清风吹拂着溪边草径上的落叶,我随意捡起一张,上面写满了看不懂的符号,但我深信,这一定是风的寄语。我忽然想起了小时候家门口白杨树下的落叶,想起了许多,往事的回忆亦不由自主流淌,就如同眼前的溪水。
七区,原建德县城白沙镇(也就是新安江街道的前身)的一个区,即现在的府西路区块。六七十年代,我在七区度过了十多年的儿童和少年时光。
曾有那么二十多年,白沙镇的居民区是以数字命名的。因为有第十区的存在,于是我的简单理解,那时的白沙镇应该被划分成十个区。县城很小,唯一一条主街道还是砂石路,从东西向穿城而过。有首打油诗可以形象地形容当时白沙镇的规模,“到了县府门,才知进了城。还没转个背,出了建德城”,小镇小的可想而知了。
十个区当中,大多数人比较清楚的应该是第一、二、四、九和十区这五个区。由于多年习惯,时至今日不少50岁以上的老白沙镇人常常还是以区名代替路名挂在嘴上。遗憾的是,除上述五个区和第七区外,另外的第三、五、六和第八区虽有耳闻,但是我一直也不确切分布在哪里。长大后为此我曾询问过几位老沧滩人也不得而知,估计这几个地方常以其它名称出现反而忽略了区名的存在之故吧。就如七区,知道的人也并不多,因办公和当时的生活区域都有围墙围着,因此一直以来社会上管它叫的最多的还是县委里这个名称,叫的多也就约定成俗了。而就在此文落笔前,一位老民政干部告诉了我白沙镇的分区历史和方位。
展开剩余68%从1957年始至1966年,按照成立时间顺序分别成立一至十区,其中最小的十区仅114户,位于现在的工商银行后面,记忆中那时还有深沟和田地。之后的1969年,十个区合并成团结、麻园、反修和东方红四个区,时代烙印十分明显。三年后也就是1972年左右又重新恢复到十个区的建制,一直持续到1981年全国第一次地名普查时撤销并经数次调整改为现在的十多个社区,当然这是题外话了。
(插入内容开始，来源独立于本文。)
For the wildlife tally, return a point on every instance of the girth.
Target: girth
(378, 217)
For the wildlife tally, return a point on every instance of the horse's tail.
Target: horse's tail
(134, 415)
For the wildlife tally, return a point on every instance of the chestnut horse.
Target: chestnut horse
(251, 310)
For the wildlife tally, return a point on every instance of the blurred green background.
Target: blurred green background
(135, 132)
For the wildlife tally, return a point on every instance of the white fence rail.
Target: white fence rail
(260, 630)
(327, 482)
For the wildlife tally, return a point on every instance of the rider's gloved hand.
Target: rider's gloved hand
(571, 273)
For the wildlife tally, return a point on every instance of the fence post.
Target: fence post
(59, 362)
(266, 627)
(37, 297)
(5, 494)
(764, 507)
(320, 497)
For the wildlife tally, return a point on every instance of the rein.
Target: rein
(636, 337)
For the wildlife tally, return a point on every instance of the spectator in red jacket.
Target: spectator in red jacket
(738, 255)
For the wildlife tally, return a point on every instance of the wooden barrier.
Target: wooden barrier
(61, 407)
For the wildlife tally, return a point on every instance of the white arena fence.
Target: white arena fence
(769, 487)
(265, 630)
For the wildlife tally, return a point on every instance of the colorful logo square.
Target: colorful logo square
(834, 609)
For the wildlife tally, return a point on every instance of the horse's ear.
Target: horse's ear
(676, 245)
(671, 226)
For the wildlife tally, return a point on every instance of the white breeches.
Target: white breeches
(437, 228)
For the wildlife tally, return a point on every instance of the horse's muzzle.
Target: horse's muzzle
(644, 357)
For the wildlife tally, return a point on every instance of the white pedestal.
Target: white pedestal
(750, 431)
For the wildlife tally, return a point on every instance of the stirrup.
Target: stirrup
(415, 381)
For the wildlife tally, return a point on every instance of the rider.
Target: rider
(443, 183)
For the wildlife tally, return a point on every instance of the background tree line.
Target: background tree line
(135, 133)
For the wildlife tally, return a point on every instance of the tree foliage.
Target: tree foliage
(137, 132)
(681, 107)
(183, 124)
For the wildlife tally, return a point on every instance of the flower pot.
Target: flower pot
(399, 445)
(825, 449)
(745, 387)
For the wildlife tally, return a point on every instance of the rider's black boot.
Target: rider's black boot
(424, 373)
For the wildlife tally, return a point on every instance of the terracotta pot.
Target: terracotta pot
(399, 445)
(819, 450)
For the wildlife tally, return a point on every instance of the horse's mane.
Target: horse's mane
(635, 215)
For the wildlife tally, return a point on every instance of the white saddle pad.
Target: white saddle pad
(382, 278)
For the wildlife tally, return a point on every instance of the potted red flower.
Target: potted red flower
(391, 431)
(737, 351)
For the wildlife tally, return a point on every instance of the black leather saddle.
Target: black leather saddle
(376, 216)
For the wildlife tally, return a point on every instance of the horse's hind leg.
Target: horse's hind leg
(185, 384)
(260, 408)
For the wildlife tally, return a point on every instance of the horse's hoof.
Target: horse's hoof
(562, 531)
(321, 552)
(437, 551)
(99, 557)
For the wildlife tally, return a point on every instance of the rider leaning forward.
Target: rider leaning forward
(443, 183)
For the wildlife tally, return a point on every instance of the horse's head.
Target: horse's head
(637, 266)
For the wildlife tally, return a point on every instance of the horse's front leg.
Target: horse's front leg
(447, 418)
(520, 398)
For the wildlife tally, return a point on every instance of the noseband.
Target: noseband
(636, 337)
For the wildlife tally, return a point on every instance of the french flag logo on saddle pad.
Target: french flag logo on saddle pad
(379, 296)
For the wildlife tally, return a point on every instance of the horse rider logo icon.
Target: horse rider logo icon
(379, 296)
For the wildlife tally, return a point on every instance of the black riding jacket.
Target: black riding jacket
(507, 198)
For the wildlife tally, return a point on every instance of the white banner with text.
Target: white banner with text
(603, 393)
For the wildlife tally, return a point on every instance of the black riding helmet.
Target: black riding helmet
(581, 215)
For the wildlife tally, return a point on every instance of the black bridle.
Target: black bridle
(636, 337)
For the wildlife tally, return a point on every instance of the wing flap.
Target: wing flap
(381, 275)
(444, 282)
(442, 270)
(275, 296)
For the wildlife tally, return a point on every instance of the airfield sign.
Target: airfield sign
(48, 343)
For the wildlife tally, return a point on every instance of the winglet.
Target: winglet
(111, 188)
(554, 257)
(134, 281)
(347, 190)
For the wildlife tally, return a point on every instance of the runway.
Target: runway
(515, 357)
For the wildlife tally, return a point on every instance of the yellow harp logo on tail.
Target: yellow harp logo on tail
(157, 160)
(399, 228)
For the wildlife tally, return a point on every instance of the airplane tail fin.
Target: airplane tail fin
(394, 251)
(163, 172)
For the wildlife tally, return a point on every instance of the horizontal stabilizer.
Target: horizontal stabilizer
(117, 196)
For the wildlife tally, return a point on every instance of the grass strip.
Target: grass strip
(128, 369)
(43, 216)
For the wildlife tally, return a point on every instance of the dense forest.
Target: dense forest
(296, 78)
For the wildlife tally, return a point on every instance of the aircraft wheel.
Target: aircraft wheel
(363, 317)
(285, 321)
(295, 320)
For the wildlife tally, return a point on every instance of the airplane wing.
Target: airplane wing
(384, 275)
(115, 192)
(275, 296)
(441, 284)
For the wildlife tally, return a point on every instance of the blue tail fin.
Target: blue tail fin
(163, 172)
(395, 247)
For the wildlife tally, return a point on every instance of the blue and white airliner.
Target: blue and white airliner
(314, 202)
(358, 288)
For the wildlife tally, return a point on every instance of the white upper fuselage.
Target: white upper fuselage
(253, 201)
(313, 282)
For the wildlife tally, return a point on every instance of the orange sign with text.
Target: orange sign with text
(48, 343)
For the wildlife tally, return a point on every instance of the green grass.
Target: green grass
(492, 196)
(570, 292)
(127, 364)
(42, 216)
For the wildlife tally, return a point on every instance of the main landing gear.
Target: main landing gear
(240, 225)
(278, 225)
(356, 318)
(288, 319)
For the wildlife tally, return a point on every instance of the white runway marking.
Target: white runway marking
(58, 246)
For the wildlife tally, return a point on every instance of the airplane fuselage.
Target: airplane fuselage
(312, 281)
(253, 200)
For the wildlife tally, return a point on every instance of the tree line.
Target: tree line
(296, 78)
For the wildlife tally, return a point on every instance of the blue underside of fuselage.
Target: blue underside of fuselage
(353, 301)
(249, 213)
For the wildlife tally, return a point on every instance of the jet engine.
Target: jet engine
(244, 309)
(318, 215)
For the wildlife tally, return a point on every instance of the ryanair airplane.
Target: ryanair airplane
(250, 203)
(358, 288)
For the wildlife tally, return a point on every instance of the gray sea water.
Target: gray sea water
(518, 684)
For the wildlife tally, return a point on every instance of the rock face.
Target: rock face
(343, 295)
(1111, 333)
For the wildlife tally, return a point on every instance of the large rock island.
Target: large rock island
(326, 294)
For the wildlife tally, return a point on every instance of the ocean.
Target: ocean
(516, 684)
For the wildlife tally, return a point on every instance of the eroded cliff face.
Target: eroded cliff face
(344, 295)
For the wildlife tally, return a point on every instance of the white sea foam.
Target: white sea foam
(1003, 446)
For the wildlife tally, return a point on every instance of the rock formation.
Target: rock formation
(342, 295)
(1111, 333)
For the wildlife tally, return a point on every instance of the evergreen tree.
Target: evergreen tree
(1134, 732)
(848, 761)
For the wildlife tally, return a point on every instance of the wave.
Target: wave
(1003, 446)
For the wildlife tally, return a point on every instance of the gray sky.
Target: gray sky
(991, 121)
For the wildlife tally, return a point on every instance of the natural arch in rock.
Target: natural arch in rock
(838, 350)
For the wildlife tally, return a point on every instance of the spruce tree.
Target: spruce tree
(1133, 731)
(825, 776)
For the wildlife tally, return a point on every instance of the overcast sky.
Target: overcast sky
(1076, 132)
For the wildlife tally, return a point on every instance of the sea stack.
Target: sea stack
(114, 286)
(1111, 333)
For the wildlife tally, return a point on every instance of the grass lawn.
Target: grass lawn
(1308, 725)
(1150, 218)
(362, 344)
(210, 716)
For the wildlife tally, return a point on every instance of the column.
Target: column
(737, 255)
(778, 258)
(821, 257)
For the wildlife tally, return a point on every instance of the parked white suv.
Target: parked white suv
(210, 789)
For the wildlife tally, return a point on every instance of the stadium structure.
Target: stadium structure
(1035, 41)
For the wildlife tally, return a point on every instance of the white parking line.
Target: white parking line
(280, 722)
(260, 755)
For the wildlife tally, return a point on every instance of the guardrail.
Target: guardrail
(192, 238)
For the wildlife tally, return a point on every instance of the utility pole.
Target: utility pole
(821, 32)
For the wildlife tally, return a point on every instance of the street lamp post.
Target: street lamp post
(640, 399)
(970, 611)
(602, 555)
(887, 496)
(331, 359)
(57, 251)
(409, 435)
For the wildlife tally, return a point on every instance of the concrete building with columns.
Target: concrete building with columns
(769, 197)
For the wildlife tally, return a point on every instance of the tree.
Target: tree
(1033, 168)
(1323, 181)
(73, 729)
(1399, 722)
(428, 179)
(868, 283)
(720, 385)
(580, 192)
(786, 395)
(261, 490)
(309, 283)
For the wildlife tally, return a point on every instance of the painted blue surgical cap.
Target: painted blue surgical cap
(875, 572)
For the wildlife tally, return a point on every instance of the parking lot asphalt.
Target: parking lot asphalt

需要提及的是,白沙镇是个新兴的移民镇,建镇时间很短,加之十个区居住居民的行业特征和籍贯来源相对比较独立、集中,小镇上由此而形成了语言分区的奇特现象。如第一、二、四区等三个区,居住的以水电部十二局职工和家属为主,语音上多带有北方口音的普通话;而九区和十区及麻园岭、麻园村等区块,淳安方言交流占了主流。至于七区,其成员组成基本上为机关干部,因此从小开始我满耳听到的是建德官话。说到官话,在当时也是属于时尚用话,由于没有普及普通话,除了南下干部外,县里大小会议上领导讲话的通用语言是建德官话,也成为干部身份的标配之一。直至八十年代后,随着大中专生的陆续分配到来,会议上的通用语才逐渐被普通话所替代。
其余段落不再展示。